The Strategic Petroleum Reserve is a U.S. Government complex of four sites with deep underground storage caverns created in salt domes along the Texas and Louisiana Gulf Coasts.The 60 storage caverns, the largest in the world have a capacity of 727 million barrels to store emergency supplies of crude oil owned by the U.S. Government. The strategic reserve is to protect U.S. consumers from global supply shocks. The United States crude oil stockpile which had grown to about 700 million barrels is enough to offset production equivalent of 143 days of import protection (based on 2016 net petroleum imports). The U.S. government began stockpiling of oil on July 21, 1977 with 412,000 barrels of Saudi Arabian light crude.
Many have criticized the continued storage of crude in reserves since the United States has become less dependent on foreign oil. About US$25.7 billion have been spent on the SPR four complex sites maintenance (US$20.7 billion for crude oil and US$5 billion for facilities). Legislation in Section 404 of the Bipartisan Budget Act of 2015 authorized the Secretary of Energy to draw down and sell up to US$2 billion of Strategic Petroleum Reserve crude oil, for fiscal years 2017 through 2020. The Energy Department last year kicked off the $2 billion, multiyear effort to upgrade the reserve and improve its ability to distribute oil during an emergency.
President Donald Trump considered selling half the U.S. Strategic Petroleum Reserve in the 2018 budget proposal of May 23, 2017 to raise billions of dollars to help tackle deficits. It sparked off fierce debate in Congress with opposition from some Trump’s fellow Republicans including Chairman of the Senate Energy and Natural Resources Committee, Senators Lisa Murkowski, and Senators John Hoeven. They argued that it would hurt American (shale) drillers because it would bring prices of crude down. Again they say the reserve is needed for emergencies, such as major storms and outages in oil producing countries. The American minimum threshold requirement of the IEA is 450 million barrels of oil.

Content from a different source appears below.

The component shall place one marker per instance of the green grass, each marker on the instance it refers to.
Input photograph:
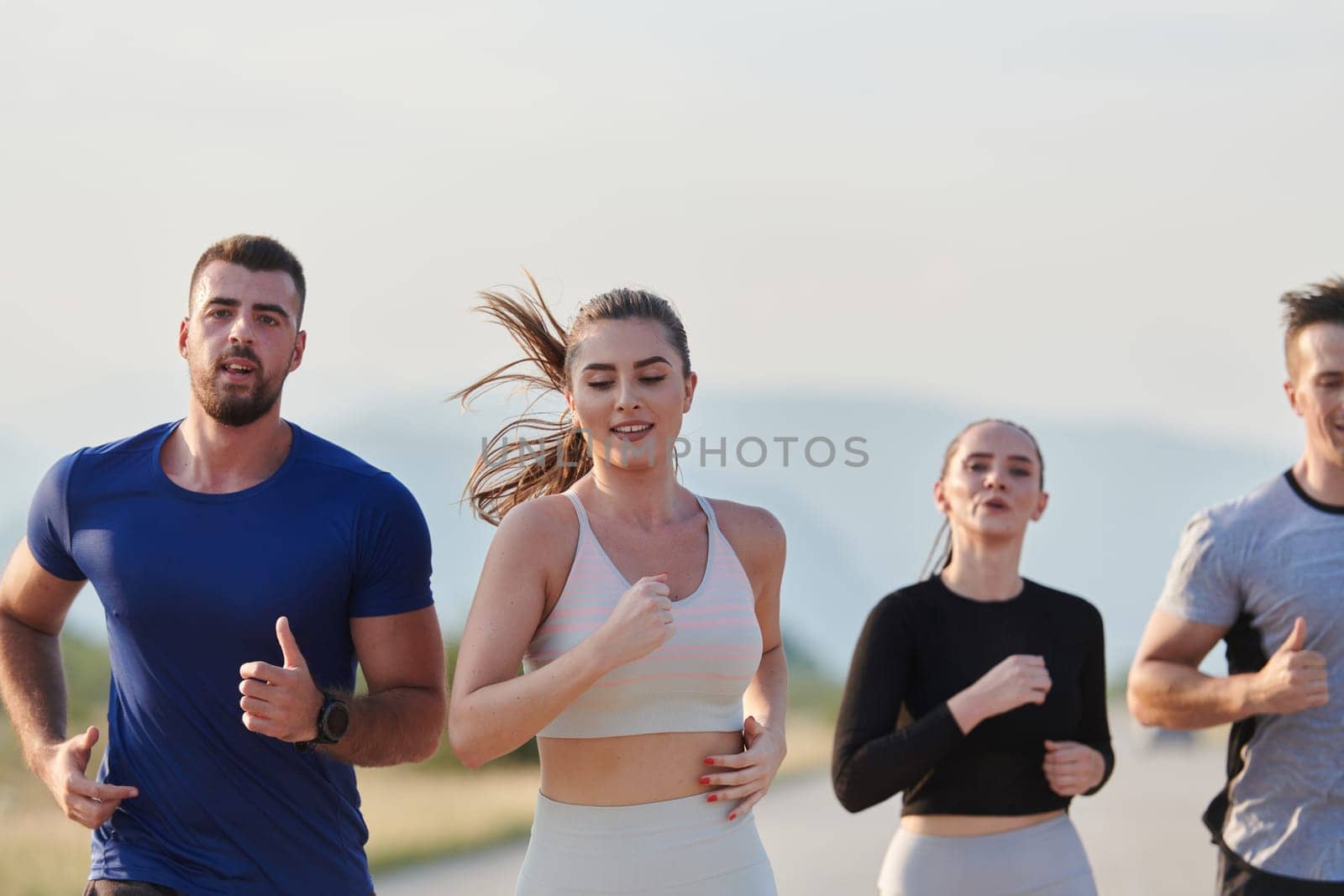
(414, 812)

The SPR is a valuable foreign policy tool, offering the United States and its allies insulation from foreign threats to withhold oil supplies as a means of political ransom, so reducing the SPR stocks weakens that tool. The resistance to using the SPR as a convenient way to raise money (for causes like infrastructure or medical research) is for Americans to decipher. On February 9, 2018, a Continuing Resolution was passed that included a provision to allow DOE to sell up to $350 million worth of crude oil from the SPR, to carry out the SPR Life Extension Phase II project—a component of the SPR modernization programme. The proceeds from this sale will be deposited into DOE’s Energy Security and Infrastructure Modernization Fund during fiscal year 2018.

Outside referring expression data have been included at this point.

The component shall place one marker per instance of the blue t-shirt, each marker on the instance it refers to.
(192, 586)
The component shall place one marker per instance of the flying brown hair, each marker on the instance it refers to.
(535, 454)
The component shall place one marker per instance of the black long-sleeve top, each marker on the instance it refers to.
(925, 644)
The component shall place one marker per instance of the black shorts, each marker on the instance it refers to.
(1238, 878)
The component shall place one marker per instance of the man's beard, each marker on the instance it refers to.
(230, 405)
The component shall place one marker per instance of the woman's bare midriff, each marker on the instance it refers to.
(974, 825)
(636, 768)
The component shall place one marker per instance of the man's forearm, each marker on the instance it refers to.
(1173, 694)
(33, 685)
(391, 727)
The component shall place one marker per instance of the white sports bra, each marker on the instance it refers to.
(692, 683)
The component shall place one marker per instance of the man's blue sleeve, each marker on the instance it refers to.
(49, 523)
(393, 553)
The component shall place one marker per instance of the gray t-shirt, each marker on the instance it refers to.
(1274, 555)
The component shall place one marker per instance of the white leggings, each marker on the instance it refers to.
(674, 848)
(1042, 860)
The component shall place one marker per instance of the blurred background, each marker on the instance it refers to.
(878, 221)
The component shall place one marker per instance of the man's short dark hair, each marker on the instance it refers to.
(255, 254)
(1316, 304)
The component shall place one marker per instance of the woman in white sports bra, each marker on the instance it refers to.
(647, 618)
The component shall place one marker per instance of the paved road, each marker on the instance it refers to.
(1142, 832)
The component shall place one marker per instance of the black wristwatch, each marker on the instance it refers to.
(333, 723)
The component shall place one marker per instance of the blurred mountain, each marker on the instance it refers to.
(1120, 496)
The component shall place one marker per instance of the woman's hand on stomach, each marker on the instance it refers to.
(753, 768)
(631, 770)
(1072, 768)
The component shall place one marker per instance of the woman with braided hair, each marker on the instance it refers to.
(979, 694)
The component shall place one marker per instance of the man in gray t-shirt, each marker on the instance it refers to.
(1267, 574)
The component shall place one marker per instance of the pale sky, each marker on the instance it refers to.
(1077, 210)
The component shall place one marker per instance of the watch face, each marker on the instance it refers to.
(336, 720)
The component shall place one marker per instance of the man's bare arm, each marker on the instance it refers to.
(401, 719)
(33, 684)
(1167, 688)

In a recent analysis by Matt Chester, an energy analyst writing in Chester Energy and Policy, an unwritten and bipartisan rule was that the SPR was not to be used to fund political measures. It has become an issue for Congress that had faced the perennial opposition to raising taxes and the need for new sources of income. While selling SPR oil to raise funds is legislatively permitted, the sale of 100 million barrels (15 percent of the balance of the SPR) is believed to be the biggest non-emergency sale in history. The immediate side effect of selling such a large amount of SPR oil would be to reduce the price of oil and harm U.S. oil producers as a result.
Also market expectations about lower prices tomorrow can cause lower prices today. Also market expectations about higher prices tomorrow can spark higher prices today. More U.S. oil hitting the market, even if staggered over time, would just add more barrels to an already overloaded market, potentially making life tougher for big oil producers. Emptying the SPR will be just one more thing problem for the Organization of the Petroleum Exporting Countries, OPEC to discuss extended production cuts to shore up prices.